La conciliazione giudiziale

Domenico Riccio - La conciliazione giudiziale

La conciliazione giudiziale è un istituto di natura processuale che presuppone l’esistenza di una lite pendente e che ha lo scopo di definire il giudizio.

Esso è tipico del processo civile dove è regolato dall’art. 183, comma 1, c.p.c., mentre, in àmbito tributario, è disciplinato dalla disposizione contenuta nell’art. 48 del decreto legislativo 31 dicembre 1992, n. 546, recante norme sul processo tributario.

L’intenzione del legislatore era quella di far fronte ad inderogabili esigenze di riduzione delle controversie pendenti tra Amministrazione e contribuenti.

Il fatto che l’ente impositore possa addivenire col soggetto passivo ad una definizione dei valori imponibili concordata è apparso come un cedimento del principio dell’indisponibilità della obbligazione tributaria.

Si sostiene diffusamente infatti che l’obbligazione tributaria crea un vero e proprio diritto in capo al soggetto pubblico, che non può discrezionalmente rinunciarvi, in linea con quanto previsto, rispettivamente, dagli artt. 23 e 97 della Costituzione in merito alla legalità della tassazione ed alla imparzialità dell’operato della pubblica amministrazione.

Tali principi, tuttavia, vanno integrati con il disposto dell’art. 53 della Costituzione in tema di capacità contributiva.

Per cui non è quindi tecnicamente corretto affermare che la parte pubblica – nel dare vita alla conciliazione – rinuncia ad un diritto (per sua natura indisponibile). Infatti, condizione fondamentale per il perfezionamento dell’accordo tra amministrazione e soggetto inciso è la presenza di una pronuncia giurisdizionale di convalida dell’intesa raggiunta dalle parti. Solo tale pronuncia può, dunque, rendere efficace e pienamente legittima la “disponibilità” di un diritto altrimenti irrinunciabile.
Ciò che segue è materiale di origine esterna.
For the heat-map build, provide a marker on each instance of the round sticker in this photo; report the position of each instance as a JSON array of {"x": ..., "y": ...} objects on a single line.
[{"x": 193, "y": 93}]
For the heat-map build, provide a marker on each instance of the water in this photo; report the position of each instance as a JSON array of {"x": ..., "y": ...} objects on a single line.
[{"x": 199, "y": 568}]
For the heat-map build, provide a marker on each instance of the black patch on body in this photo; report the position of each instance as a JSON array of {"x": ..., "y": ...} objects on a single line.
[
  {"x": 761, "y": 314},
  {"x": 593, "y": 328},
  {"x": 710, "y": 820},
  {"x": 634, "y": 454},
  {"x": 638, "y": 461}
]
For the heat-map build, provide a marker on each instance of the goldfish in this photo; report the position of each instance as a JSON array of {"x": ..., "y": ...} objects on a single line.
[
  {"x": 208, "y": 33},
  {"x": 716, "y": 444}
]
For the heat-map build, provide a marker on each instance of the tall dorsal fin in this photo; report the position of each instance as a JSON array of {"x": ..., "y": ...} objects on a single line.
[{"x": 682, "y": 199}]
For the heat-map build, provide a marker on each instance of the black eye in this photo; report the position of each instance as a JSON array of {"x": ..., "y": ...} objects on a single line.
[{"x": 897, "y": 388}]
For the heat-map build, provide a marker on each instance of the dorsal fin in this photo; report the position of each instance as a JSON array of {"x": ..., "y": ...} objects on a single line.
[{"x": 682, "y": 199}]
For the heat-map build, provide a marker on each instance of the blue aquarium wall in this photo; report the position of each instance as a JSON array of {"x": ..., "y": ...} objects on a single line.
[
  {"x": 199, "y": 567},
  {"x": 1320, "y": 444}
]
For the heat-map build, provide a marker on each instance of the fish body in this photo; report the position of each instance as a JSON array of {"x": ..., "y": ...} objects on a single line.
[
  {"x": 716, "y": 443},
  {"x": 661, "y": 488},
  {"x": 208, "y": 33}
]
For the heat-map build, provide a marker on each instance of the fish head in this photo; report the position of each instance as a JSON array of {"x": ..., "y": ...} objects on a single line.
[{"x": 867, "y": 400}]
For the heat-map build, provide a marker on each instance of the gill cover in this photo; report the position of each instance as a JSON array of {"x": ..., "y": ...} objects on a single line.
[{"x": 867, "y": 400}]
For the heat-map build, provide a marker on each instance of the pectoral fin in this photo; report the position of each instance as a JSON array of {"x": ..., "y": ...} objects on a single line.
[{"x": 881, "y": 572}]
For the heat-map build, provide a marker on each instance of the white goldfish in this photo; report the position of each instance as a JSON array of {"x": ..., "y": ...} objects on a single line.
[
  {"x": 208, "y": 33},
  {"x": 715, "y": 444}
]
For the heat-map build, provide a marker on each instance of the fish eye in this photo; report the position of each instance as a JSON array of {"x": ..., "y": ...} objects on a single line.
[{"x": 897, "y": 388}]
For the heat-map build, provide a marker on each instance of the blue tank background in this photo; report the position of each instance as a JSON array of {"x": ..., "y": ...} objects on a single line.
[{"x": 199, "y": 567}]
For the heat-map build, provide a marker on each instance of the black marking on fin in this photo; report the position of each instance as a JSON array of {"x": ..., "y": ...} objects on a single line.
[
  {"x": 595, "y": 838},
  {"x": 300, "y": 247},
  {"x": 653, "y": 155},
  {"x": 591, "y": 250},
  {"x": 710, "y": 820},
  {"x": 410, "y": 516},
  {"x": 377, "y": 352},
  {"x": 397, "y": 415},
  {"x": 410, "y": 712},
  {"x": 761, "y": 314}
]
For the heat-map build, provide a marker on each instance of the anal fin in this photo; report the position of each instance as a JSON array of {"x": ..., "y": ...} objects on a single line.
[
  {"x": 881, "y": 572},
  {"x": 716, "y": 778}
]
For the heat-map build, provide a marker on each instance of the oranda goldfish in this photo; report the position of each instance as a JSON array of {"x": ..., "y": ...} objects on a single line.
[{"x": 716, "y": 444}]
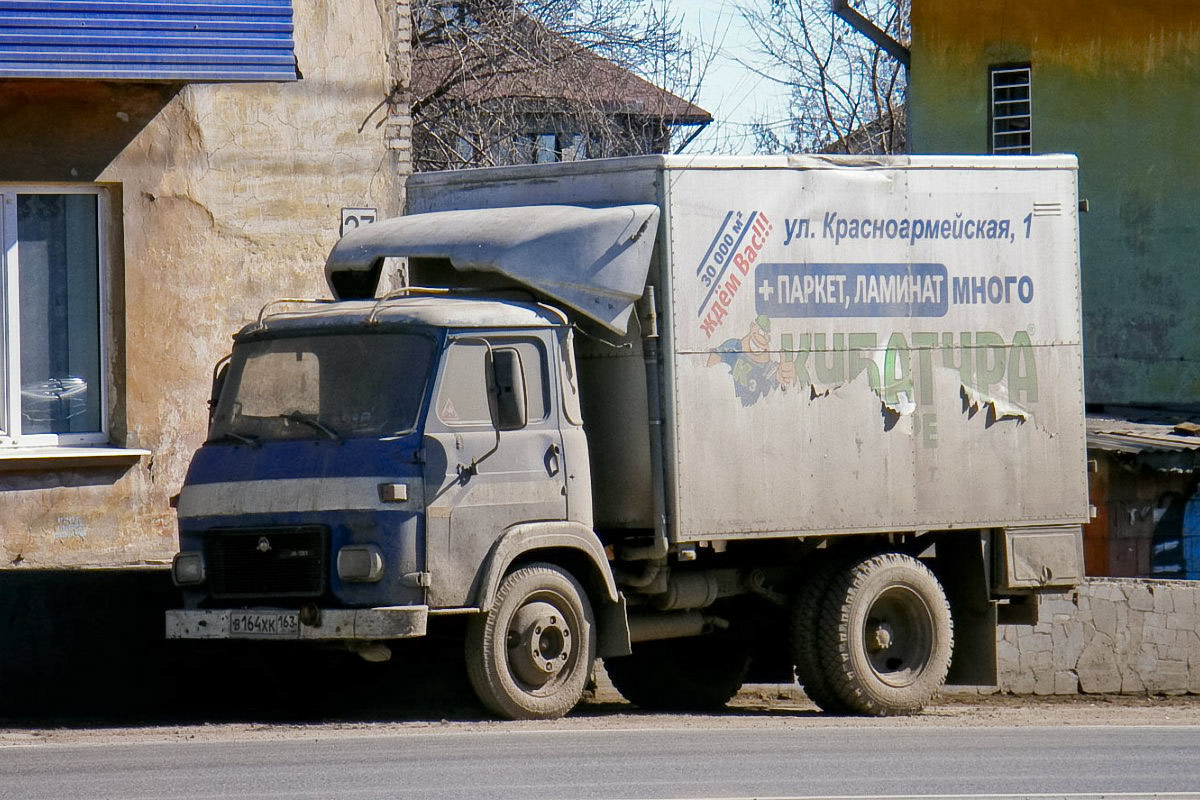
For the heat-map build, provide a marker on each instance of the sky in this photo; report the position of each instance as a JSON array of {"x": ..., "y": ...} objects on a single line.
[{"x": 732, "y": 92}]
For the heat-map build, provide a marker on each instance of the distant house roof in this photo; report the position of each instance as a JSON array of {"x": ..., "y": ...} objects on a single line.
[
  {"x": 1163, "y": 440},
  {"x": 564, "y": 72}
]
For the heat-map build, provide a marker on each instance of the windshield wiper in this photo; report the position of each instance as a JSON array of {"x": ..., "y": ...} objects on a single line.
[
  {"x": 237, "y": 437},
  {"x": 312, "y": 422}
]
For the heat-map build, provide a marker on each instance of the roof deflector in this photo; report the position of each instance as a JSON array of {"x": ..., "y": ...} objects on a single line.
[{"x": 594, "y": 260}]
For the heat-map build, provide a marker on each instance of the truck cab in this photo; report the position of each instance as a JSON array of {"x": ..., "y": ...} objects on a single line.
[{"x": 375, "y": 462}]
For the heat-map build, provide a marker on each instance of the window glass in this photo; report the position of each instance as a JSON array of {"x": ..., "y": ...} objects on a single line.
[
  {"x": 334, "y": 386},
  {"x": 59, "y": 306},
  {"x": 1012, "y": 114},
  {"x": 462, "y": 397}
]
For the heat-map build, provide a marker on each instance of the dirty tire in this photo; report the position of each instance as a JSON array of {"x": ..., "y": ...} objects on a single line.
[
  {"x": 805, "y": 647},
  {"x": 694, "y": 674},
  {"x": 531, "y": 655},
  {"x": 886, "y": 636}
]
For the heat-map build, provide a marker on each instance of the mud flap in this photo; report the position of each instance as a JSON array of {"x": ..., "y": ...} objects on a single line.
[{"x": 960, "y": 567}]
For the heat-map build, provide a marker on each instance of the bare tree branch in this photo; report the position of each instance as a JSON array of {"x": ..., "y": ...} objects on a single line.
[{"x": 847, "y": 95}]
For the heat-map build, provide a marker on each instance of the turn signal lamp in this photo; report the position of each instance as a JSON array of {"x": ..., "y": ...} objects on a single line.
[
  {"x": 361, "y": 563},
  {"x": 187, "y": 569}
]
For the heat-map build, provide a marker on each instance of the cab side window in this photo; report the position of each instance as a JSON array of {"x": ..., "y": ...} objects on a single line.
[{"x": 462, "y": 396}]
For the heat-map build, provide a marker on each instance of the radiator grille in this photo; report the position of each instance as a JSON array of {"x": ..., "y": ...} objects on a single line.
[{"x": 268, "y": 561}]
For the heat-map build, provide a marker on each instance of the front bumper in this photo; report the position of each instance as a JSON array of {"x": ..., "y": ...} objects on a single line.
[{"x": 346, "y": 624}]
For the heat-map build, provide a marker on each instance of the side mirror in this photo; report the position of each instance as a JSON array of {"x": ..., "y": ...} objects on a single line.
[
  {"x": 508, "y": 383},
  {"x": 220, "y": 372}
]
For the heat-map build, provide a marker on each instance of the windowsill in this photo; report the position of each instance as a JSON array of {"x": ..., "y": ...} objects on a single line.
[{"x": 48, "y": 457}]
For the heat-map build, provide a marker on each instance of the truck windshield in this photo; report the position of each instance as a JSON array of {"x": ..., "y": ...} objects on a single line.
[{"x": 329, "y": 386}]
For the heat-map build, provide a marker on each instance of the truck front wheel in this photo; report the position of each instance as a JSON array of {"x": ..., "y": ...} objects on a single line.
[
  {"x": 531, "y": 655},
  {"x": 886, "y": 636}
]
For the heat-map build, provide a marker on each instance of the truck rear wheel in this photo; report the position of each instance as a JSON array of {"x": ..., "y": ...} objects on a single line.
[
  {"x": 804, "y": 642},
  {"x": 694, "y": 674},
  {"x": 531, "y": 655},
  {"x": 886, "y": 636}
]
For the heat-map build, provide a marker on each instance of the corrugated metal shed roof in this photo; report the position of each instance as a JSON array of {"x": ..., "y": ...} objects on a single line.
[
  {"x": 148, "y": 40},
  {"x": 1157, "y": 439}
]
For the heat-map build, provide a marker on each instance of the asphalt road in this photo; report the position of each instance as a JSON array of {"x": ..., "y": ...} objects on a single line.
[{"x": 683, "y": 758}]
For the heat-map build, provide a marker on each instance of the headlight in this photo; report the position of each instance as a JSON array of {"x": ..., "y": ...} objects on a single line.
[
  {"x": 187, "y": 569},
  {"x": 360, "y": 563}
]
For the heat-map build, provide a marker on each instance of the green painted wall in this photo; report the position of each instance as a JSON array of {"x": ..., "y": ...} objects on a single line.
[{"x": 1119, "y": 84}]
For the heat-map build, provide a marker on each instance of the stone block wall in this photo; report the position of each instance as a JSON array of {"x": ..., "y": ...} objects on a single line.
[{"x": 1109, "y": 636}]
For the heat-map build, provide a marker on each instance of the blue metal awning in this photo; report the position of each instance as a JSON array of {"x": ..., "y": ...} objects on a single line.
[{"x": 148, "y": 40}]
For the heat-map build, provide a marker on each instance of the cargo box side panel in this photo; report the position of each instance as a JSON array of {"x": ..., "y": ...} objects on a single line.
[{"x": 875, "y": 349}]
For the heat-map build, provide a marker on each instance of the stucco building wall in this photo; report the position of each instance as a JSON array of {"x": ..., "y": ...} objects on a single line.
[
  {"x": 1117, "y": 84},
  {"x": 221, "y": 198}
]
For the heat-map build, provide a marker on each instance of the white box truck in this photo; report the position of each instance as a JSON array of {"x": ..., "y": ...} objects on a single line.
[{"x": 702, "y": 417}]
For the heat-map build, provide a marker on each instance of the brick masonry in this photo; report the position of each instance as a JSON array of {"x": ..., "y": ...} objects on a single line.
[{"x": 1109, "y": 636}]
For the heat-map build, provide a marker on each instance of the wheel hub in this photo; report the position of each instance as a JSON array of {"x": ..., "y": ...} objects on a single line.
[
  {"x": 898, "y": 636},
  {"x": 539, "y": 643}
]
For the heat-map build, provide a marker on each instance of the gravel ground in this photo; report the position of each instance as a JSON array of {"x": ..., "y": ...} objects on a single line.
[{"x": 757, "y": 707}]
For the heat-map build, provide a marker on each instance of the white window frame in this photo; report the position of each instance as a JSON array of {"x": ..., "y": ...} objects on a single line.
[{"x": 10, "y": 317}]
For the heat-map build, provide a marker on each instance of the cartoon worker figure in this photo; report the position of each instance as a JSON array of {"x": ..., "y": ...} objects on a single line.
[{"x": 749, "y": 360}]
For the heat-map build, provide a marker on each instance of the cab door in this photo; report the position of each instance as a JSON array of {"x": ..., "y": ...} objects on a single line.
[{"x": 480, "y": 480}]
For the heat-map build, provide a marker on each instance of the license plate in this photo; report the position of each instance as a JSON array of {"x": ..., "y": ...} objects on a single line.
[{"x": 256, "y": 625}]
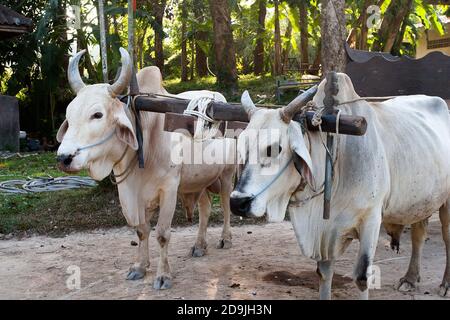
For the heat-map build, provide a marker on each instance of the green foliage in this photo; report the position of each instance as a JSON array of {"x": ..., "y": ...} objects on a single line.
[{"x": 33, "y": 67}]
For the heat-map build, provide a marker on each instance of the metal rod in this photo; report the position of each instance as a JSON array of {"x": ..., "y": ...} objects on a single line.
[{"x": 103, "y": 48}]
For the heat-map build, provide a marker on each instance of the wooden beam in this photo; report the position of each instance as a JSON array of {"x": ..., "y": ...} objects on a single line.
[
  {"x": 351, "y": 125},
  {"x": 175, "y": 122}
]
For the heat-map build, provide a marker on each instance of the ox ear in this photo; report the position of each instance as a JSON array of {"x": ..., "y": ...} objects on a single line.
[
  {"x": 302, "y": 159},
  {"x": 62, "y": 131},
  {"x": 125, "y": 131}
]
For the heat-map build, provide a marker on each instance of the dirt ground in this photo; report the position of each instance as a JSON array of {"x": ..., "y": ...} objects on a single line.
[{"x": 264, "y": 263}]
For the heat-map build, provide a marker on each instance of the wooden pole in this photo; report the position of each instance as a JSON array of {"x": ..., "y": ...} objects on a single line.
[
  {"x": 103, "y": 48},
  {"x": 134, "y": 87}
]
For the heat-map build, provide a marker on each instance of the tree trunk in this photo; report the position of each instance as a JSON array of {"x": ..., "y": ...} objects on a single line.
[
  {"x": 399, "y": 40},
  {"x": 277, "y": 70},
  {"x": 184, "y": 62},
  {"x": 83, "y": 45},
  {"x": 192, "y": 58},
  {"x": 317, "y": 60},
  {"x": 158, "y": 8},
  {"x": 393, "y": 17},
  {"x": 362, "y": 43},
  {"x": 303, "y": 32},
  {"x": 201, "y": 65},
  {"x": 225, "y": 52},
  {"x": 287, "y": 46},
  {"x": 258, "y": 53},
  {"x": 333, "y": 36}
]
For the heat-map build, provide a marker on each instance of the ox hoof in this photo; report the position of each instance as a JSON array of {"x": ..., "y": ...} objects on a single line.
[
  {"x": 136, "y": 273},
  {"x": 224, "y": 244},
  {"x": 361, "y": 284},
  {"x": 197, "y": 252},
  {"x": 162, "y": 283},
  {"x": 405, "y": 285},
  {"x": 444, "y": 289}
]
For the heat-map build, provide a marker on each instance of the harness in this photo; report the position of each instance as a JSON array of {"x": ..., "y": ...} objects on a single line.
[{"x": 253, "y": 196}]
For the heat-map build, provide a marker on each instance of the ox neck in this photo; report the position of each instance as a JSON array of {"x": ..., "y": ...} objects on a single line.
[{"x": 314, "y": 143}]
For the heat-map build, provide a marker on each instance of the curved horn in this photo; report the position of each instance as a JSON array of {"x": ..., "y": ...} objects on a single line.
[
  {"x": 73, "y": 73},
  {"x": 288, "y": 112},
  {"x": 125, "y": 74},
  {"x": 248, "y": 104}
]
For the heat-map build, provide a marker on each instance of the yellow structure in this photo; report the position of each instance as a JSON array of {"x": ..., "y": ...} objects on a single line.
[{"x": 431, "y": 40}]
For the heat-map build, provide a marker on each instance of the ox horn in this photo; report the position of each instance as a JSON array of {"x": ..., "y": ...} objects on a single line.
[
  {"x": 289, "y": 111},
  {"x": 73, "y": 73},
  {"x": 248, "y": 104},
  {"x": 125, "y": 74}
]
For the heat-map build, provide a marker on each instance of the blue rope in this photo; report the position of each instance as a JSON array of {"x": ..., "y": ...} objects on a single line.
[{"x": 273, "y": 180}]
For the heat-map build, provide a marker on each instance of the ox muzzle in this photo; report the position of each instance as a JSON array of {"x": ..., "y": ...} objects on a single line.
[{"x": 240, "y": 205}]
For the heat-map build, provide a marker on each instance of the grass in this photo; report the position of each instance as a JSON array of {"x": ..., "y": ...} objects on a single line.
[{"x": 62, "y": 212}]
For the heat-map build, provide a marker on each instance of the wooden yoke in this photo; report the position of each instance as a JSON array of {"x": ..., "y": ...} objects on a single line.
[{"x": 236, "y": 116}]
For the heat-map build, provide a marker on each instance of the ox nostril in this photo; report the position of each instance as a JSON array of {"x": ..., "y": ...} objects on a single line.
[
  {"x": 240, "y": 206},
  {"x": 65, "y": 159}
]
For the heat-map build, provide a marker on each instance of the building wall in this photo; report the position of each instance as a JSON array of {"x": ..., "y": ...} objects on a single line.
[{"x": 432, "y": 35}]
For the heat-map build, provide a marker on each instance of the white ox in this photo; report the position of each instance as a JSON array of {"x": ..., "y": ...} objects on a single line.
[
  {"x": 396, "y": 174},
  {"x": 98, "y": 135}
]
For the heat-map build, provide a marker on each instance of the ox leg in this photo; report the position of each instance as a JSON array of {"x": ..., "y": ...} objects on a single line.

Risulta così fondamentale il ruolo del giudice, che non si limita a ratificare quanto già deciso dalle parti, bensì agisce quale garante non solo dei princípi costituzionali di legalità e imparzialità, ma anche e soprattutto del principio di contribuzione in ragione della capacità contributiva rivalutata sulla base del nuovo assetto probatorio e fattuale sottostante all’accordo conciliativo.